Remember why Jesus came. Jesus came to pay the price for your place in heaven. Do not underestimate the cost for that place in heaven. On this Memorial Day weekend we gratefully recall the cost for the freedoms that we enjoy as citizens of the United States of America. We appreciate the sacrifice of those in our military and their families, the very high price that has been paid. The sacrifice of time, energy and even life itself. But all of those sacrifices combined cannot even begin to pay for the price for even a single place in heaven. Heaven’s home and the unending peace that comes with it, required God sacrificing his own life. As the Bible says of Jesus, “With your blood you purchased for God persons from every tribe and language and people and nation” (Revelation 5:9). Jesus battled the devil at the cross and was willing to give his life in our place. He suffered the eternal death of hell that is required of us, for our sinful doubting and our demanding of God. He poured out his holy, precious blood, as the payment for us to live in heaven’s home, to be live in the eternal peace of God’s presence. Jesus’ resurrection from the dead is receipt of his purchase, confirmation of our your reservation in heaven’s home. But in order for Jesus to take us there, first Jesus needs to go there.
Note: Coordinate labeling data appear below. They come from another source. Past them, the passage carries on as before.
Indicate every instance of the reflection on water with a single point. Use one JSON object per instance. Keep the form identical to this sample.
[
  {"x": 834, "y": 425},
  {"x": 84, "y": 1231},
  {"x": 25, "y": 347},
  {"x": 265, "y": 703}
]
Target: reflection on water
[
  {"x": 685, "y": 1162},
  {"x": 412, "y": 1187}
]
You see, just as Jesus came INTO this world with a specific purpose (to pay the price for our place in heaven), so Jesus LEAVES this world with a specific purpose. He leaves so that he can come back to take us to that place he has prepared for you in heaven. That is the promise that Jesus fulfills every time a Christian dies. Like that parent who returns at the end of the school day to pick up their child just as they promised, so Jesus immediately comes to pick up his children from this world on the day of their death, just as he promised.
Jesus’ disciples needed to be reminded of that. We need to be reminded of that promise. Why? Because we so easily can lose sight of it in the troubling circumstances of our lives. If I’ve visited you in the hospital you’ve probably heard me say, “I’m not here to tell you anything new. I’m hear to remind you of what you already know.” God is not constantly reinventing his message to meet popular opinion or what’s trending now. Instead we have a God who is consistent and faithful, who simply reminds us of why he came, why has gone, and how he will come back for you. In that we find what Jesus promised, “Peace I leave with you; my peace I give you… Do not let your hearts be troubled and do not be afraid.” (John 14:27). It’s okay to let go because Jesus never will. Amen.